If you are able to forgive the person that made you angry, both of you will learn a priceless lesson. You will learn that being able to forgive means that you can control your emotions and that nobody is able to interfere with your state of mind. And the other person will learn that you are a stable and tolerant person and they may realize how important it is to remain true to one’s word.

If you notice that the person you’ve forgiven takes advantage of your tolerance and kindness, it means that it’s time to put an end to that relationship. It depends on the frequency of mistrust and the types of the offence(s), whether you are going to decide to forgive and forget or just to forgive. Sometimes forgetting is impossible.

IMPROVE YOUR LISTENING SKILLS

Listening to what the person has to say is one of the most important things that lead to a solution to the problem, even if it might seem like irrelevant thing at first glance. Attentive listening helps us improve the communication between the other person and us.
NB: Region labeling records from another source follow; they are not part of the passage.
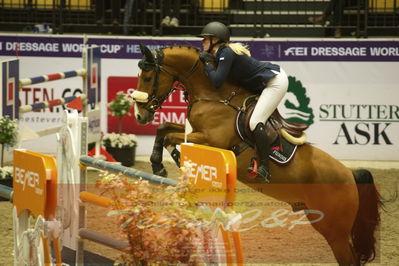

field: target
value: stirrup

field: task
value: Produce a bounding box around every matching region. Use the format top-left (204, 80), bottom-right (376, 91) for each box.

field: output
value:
top-left (247, 158), bottom-right (258, 179)
top-left (256, 165), bottom-right (272, 183)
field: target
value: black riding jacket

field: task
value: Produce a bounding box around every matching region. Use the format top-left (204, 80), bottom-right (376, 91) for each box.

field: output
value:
top-left (205, 46), bottom-right (280, 94)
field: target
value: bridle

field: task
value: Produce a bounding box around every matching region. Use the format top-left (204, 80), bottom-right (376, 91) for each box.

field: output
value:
top-left (138, 49), bottom-right (200, 113)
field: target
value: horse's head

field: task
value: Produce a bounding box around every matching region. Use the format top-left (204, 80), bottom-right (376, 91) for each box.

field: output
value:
top-left (132, 44), bottom-right (199, 125)
top-left (132, 44), bottom-right (175, 125)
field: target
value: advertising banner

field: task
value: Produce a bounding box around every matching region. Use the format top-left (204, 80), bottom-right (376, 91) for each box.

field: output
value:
top-left (0, 35), bottom-right (399, 160)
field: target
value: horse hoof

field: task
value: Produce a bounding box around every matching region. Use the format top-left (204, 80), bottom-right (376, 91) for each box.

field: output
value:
top-left (152, 164), bottom-right (168, 177)
top-left (154, 168), bottom-right (168, 177)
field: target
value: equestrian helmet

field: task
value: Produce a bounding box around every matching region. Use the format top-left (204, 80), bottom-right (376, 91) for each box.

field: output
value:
top-left (198, 21), bottom-right (230, 42)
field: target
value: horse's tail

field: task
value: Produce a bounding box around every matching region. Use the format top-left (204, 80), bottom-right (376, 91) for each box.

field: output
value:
top-left (352, 169), bottom-right (382, 263)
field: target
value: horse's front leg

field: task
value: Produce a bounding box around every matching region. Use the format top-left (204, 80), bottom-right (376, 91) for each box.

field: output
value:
top-left (150, 122), bottom-right (184, 177)
top-left (163, 132), bottom-right (208, 167)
Showing the other person that you are listening to them carefully accomplishes three things:

  1. It reminds the other person that your relationship matters to you.
  2. It demonstrates that you care for their thoughts and emotions.
  3. It makes you empathic person.

Sometimes people misinterpret some things that are said, so active listening can prevent misunderstanding and much more!

PRACTICE RELAXATION

American Psychology Association (APA) suggests some relaxation techniques like for example deep breathing or relaxing imagery that can help you deal with angry feelings.
They also suggest repeating reassuring words like “calm down”, “relax” or “I can handle this” while you are taking deep breath.
When it comes to using relaxing imagery, it includes visualizing something that may calm down, it may be something that you’ve already experienced or you can imagine something.
Practicing yoga or meditation can also help you calm down your anger and relax your body.

COGNITIVE RESTRUCTURING

When people feel angry, they usually curse or swear when they find themselves face to face with the stressor. This obviously leads to a serious problem – such behavior just produces more negative feelings and emotions in both persons and it’s impossible for them to find any solution.
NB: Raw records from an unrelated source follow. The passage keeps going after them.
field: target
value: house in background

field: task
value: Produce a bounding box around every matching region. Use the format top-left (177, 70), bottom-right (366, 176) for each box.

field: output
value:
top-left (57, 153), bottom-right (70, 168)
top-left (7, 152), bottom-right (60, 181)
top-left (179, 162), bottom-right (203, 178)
Cognitive restructuring is actually changing the way of thinking. Every action and thought is exaggerated or dramatized when we feel angry. So, this method is very effective because it is related to anger management.
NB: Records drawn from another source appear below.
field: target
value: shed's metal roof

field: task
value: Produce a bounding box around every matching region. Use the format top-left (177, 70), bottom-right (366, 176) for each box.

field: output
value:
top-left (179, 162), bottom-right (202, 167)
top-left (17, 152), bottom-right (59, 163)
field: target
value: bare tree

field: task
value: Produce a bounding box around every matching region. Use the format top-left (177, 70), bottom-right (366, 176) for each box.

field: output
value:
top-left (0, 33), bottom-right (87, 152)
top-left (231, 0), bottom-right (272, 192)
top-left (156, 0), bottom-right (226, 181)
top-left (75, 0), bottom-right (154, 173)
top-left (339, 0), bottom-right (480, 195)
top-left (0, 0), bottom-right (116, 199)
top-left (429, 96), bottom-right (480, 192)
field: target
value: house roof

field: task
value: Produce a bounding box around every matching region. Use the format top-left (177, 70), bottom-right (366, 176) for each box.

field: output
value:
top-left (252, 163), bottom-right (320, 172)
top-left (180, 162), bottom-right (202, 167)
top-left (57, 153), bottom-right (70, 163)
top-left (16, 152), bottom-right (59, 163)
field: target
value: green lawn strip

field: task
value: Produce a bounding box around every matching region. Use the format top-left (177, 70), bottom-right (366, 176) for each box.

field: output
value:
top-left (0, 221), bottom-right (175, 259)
Here is one example for this: Imagine that you are waiting in line at your favorite coffee spot, when one of the customers complains that their order is messed up. You are aware that solving that problem will take a lot of time; your negative emotions immediately begin to surface in your mind. You will probably think: “Damn it, I am going to be late for work”. However, instead of this, you should silence the negative words, try to calm down, understand the situation and think rationally. Say to yourself something like “This will take some time but there is nothing to worry about, they’ll eventually figure it out.”
If we consciously rationalize our thoughts, it’s very likely that there will be a favorable outcome.